A new study has found that depressed people are more likely to develop Parkinson’s disease. The information from this study has been published in the journal Neurology.
Depression has been linked to numerous conditions including stroke in middle-aged women. However, researchers from the Taipei Veterans General Hospital in Taiwan believe that their research has proven that there is an independent risk of Parkinson’s disease in depressed people. They are also claiming that their research shows that depressed people are three times more likely to develop Parkinson’s disease than those who are not depressed.

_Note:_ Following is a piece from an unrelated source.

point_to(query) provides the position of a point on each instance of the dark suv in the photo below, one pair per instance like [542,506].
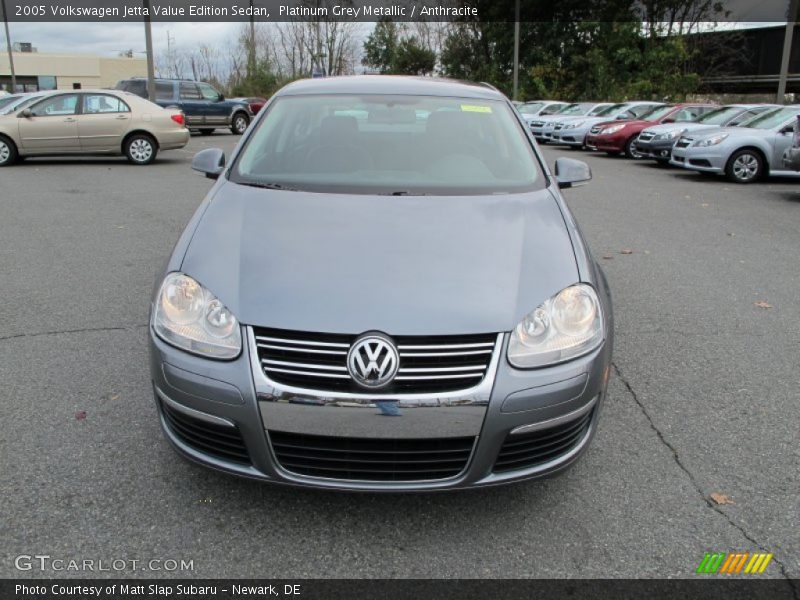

The results of the study showed that “over the 10-year follow-up period, 66 patients (1.42 percent) with depression were diagnosed with Parkinson’s disease, alongside 97 patients (0.52 percent) without depression.” The researchers also learned that senior participants suffering from drug-resistant depression were also at an increased risk of developing Parkinson’s.
“The main finding is that we found depression posed a long-term risk of Parkinson’s disease. In particular, people with old age depression and difficult-to-treat depression are at higher risk of developing Parkinson’s. These results suggest that certain populations of depressed people should be alert. For example, having new onset of depression in older age is a red flag for neurological disorders, such as Parkinson’s,” study author Dr. Albert Yang, attending psychiatrist at the Taipei Veterans General Hospital, told Medical News Today.
Depression is often treated with antidepressants like Paxil or Effexor, which are in a class of drug called SSRIs. Paxil and Effexor have been known to cause patients to suffer from violent and suicidal thoughts and behavior as well as lead to birth defects in babies born to mothers who take the pills while pregnant. The birth defects linked to Paxil use include PPHN, spina bifida, neural tube defects, oral clefts and heart, lung and brain defects. It is for this reason that many doctors are seeking alternative methods of treatment for the condition.